By David Beilstein
Republican strategist Steve Schmidt was on MSNBC’s Morning Joe program earlier today, commenting on Sen. Rand Paul’s (Ky.) 13-hour filibuster.
According to Mr Schmidt, the question becomes the viability of Rand Paul’s conservative, libertarian fusion—and whether such an ideological marriage will take root in the Grand Old Party of Lincoln.
It should be said the modern conservative movement—having experienced parturition under William F Buckley, Jr. and Frank Meyer—be a conservatism of national prowess.
Likewise, the fusion between conservatism and libertarianism strains created Barry Goldwater’s candidacy. And while Sen. Goldwater would be soundly defeated by President Johnson in 1964, the Arizona senator’s ideological convictions would set a template for Ronald Reagan’s successful campaign for the presidency in 1980.
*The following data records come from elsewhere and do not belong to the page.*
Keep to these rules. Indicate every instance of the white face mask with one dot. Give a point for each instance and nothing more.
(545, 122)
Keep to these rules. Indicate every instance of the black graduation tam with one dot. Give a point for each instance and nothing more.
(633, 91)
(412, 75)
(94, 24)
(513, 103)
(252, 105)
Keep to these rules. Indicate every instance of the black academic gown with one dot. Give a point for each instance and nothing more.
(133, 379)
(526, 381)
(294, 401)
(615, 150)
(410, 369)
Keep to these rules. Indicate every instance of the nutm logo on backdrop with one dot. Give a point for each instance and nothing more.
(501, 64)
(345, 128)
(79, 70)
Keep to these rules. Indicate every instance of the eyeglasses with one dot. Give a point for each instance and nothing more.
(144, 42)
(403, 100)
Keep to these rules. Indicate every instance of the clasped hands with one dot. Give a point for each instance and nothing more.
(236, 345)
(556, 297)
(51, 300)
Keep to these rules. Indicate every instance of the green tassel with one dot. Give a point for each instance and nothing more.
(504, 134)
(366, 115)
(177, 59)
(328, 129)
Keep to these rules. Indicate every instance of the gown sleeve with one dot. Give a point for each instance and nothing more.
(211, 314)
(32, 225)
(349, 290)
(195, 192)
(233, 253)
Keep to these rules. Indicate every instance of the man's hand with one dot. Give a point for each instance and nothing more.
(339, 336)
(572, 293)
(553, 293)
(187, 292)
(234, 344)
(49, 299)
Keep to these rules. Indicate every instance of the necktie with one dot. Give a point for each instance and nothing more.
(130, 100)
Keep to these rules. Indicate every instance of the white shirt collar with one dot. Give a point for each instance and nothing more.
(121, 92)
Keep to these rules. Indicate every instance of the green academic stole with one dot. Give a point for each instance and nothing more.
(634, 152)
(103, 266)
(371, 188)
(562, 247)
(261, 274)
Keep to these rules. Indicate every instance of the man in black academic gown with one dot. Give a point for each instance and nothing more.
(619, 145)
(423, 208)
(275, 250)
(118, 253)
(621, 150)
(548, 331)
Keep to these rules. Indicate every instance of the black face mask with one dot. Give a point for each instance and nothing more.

Reagan would be one of the most successful ideological conservatives of modernity. Furthermore, fusionism was a key characteristic of the late Buckley’s mission as a political player, and founder of National Review magazine.
Glancing into the past only proves that ideological fusion (between libertarianism and conservatism)—is able to rally large groups of classical liberals together—creating a conservatism, which upon reflection, cannot be limited to regional borders.
Government must be brought into constitutional balance. As such, the party that seeks to use classical liberal ideas to animate, conserve, and guard against tyranny, must be a national party.
The Morning Joe players being who they are—ideological progressives for the most part—seemed to desire to throw big government conservatism, against the fusionism of Kentucky senator’s Rand Paul’s ideology.
But big government “conservatism” was never conservative.
It’s an oxymoronic term.
One of the contributors on Morning Joe asked Mr Schmidt if a conservatism disavowing peeking in bedroom windows by big government—desirous to rid government from private life, would be an electorally successful position.
Mr Schmidt seemed to indicate it could be.
Needless to say, a conservatism that seeks eyeball rights into the private affairs of men and women and their property, but dismisses government intrusion elsewhere, like ObamaCare—is not conservative.
It’s also arbitrary and against the spirit of constitutional reasoning.
It’s why folks like Rick Santorum (amongst others) should be ridden out of the GOP, face down on a horse.
Other Morning Joe commentators indicated that Rand Paul’s brand of conservatism stood for civil liberties, while some phantom conservatism of the “old guard”, did not.
It’s nice to be a windbag.
But all true conservatism is a conservator of the U.S. Constitution, hence is automatically protective of civil liberties.
One cannot truly be conservative and dismiss civil liberties.
Just because some “big government conservatives” dismissed civil liberties, makes them neither prudent nor conservative, in any real sense.
In our day, defense of civil liberties are routinely thought to be the acreage of progressive concerns—but in fact, progressivism is diminutive of civil liberties broadly, unless opportunistic avenues can be exploited.
Like when a Republican occupies the Oval Office, circa 2001-2009.
Rand Paul took a strong step-forward, refocusing the ideological distinctions between progressives and conservatives, alike. His efficacious effort—as stated earlier—was one of the best communicative actions, explicating conservative, libertarian ideas, in the past 25 years.
It’s why Mr Paul was attacked by those in the GOP unable to fathom the actuality of limiting government—reducing its role in individual life. But the Old Guard who attacked Sen. Paul already proved their neglect of constitutional fealty long ago.
One should see little reason to listen to Old Guard Republicans. They helped create our current morass.
Mr Paul’s brand of fusionism could mean a bright future and rebirth for conservative Republicans—a return to classical liberal convictions actually effective in beginning the hard work of rolling back government and roiling progressive leftist ideas from percolating.
One can hope the Kentucky senator continues to impress.